GS1 Databar対応、0.076mmの高分解能、走査速度200スキャン/秒、走査を音と振動で確認、本体重量85g、USB接続。※.QRコードは走査不可

ソフトウェア上の処理

 JANコードは走査すると素直に13桁(または8桁)の数字がそのままキーボードで打ち込んだように入力されます。

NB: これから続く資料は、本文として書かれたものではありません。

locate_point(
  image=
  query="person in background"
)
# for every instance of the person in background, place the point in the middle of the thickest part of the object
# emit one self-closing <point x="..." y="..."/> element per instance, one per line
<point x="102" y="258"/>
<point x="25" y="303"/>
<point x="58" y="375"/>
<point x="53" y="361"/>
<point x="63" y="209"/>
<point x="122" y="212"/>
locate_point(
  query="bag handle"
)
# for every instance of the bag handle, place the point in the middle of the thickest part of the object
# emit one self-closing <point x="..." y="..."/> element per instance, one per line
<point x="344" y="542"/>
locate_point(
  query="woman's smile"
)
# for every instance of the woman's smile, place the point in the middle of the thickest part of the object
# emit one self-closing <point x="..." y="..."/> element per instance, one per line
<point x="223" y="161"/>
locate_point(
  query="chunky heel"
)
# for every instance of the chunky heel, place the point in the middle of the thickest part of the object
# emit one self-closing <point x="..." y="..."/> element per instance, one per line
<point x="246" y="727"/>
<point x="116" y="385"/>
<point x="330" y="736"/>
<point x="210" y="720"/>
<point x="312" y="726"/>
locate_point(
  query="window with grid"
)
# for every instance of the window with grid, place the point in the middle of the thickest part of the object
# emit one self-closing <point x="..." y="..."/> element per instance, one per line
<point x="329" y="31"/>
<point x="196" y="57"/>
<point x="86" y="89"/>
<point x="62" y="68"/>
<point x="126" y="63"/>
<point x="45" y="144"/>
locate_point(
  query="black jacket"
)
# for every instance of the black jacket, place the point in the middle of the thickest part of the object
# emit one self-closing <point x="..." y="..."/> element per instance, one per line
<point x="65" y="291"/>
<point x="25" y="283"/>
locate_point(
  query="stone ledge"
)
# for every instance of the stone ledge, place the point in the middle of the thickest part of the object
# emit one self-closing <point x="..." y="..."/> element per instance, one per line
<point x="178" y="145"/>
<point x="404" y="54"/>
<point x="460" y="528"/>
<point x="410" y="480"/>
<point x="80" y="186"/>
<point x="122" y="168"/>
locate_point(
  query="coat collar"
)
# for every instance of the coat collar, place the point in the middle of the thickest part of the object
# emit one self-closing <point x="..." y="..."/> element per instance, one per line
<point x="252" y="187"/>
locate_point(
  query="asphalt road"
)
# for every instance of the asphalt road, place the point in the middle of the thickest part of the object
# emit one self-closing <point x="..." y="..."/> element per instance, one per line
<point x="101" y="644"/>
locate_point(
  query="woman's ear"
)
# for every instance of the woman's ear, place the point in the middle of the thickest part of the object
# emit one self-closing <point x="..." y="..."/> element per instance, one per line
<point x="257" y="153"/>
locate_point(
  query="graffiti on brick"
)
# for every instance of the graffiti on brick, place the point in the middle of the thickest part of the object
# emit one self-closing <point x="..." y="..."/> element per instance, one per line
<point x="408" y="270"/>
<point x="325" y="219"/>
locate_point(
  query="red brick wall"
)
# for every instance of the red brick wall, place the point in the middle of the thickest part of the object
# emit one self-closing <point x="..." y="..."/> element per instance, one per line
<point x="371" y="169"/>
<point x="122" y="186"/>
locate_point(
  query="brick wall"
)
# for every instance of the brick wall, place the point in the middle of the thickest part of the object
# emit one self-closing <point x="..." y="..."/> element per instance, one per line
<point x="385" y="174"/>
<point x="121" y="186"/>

 CODE128は制御記号を使う事ができますし、最小のJAN13桁を読みたくてもゼロ補正されたGTINの14桁と識別子01の16桁が読み込まれるため、ここから必要な情報を選び出す必要があります。

GS1-128
JAN(13)バーコード
GS1-128
GS1-128バーコード

GS1-128を分解してみる

 GS1-128を処理するソフトウェアでは符号から内容を想定しなければなりません。

 頭に『01』が付いたから、次の14桁目まではGTIN14で、その内の下13桁はJANコードだと仕分けする必要があります。

 例示した画像にある『17』という符号は使用期限として使われ、これは6桁という決まりがあるので17のあとは6桁目までYYMMDD形式だと想定して読み取ります。

 『10』から始まる数字はロット番号です。これは桁数に決まりが無く長さは任意、アルファベットが使われる事もあります。
 シリアル番号の場合は『21』から始まります。ME機器の場合はシリアル番号の方が多いと思います。
 バーコードの事を考えるとアルファベットは使ってもらいたくありません。CODE128は2桁の数字が並ぶ場合にはコード幅を短くできる特徴があり、すべて2桁数字ならバー間が密にならずに済みます。

GS1-128
GTIN14(JAN)を表わす01
GS1-128
GS1-128

 下図には人間の視覚情報として不要なものもバーコード内に含まれています。
 冒頭で『今からCODE-Cで始めます』というスタートコードが6本の線で表現されています。
 線は細い、中間、太い、極太の4種類が白黒2種類あるので8種類の線を組み合わせます。ここで使った5本とは、中黒-細白-細黒-中白-太黒-細白の6本です。

 ストップコードは、中黒-太白-太黒-細白-細黒-細白-中黒の7本の線で表現されています。

 CODE-128は基本的に3本の黒(バー)と3本の白(スペース)で表現されます。ストップコードだけ例外です。

GS1-128

0と1に分けてソフトを作る

 以前、筆者はGS1-128バーコードを出力するソフトウェアを開発した事があります。

 そのときは、106種類あるキャラクタコードをすべてプログラムの中に打ち込みました。
 CODE-A、CODE-B、CODE-Cがあるので316種類のデータを取り扱う事になります。

 106種類あるキャラクタ、ストップコードを除く105種類は白黒3本ずつの6本の線で表現されています。
 4種類の線を6本組み合わせてキャラクタを構成していますが、105種類あるキャラクタのどれも幅は同じです。

 そこに着目し、一番細い線の幅でキャラクタを切ると10本分であることがわかりました。
 すなわち、10桁の白と黒、0と1で表現できます。

 キャラクタ1個あたり10桁の2進数、キャラクタ10個でも100桁になります。
 この演算処理を内包したソフトウェアを作ることでGS1-128を扱うことができるようになります。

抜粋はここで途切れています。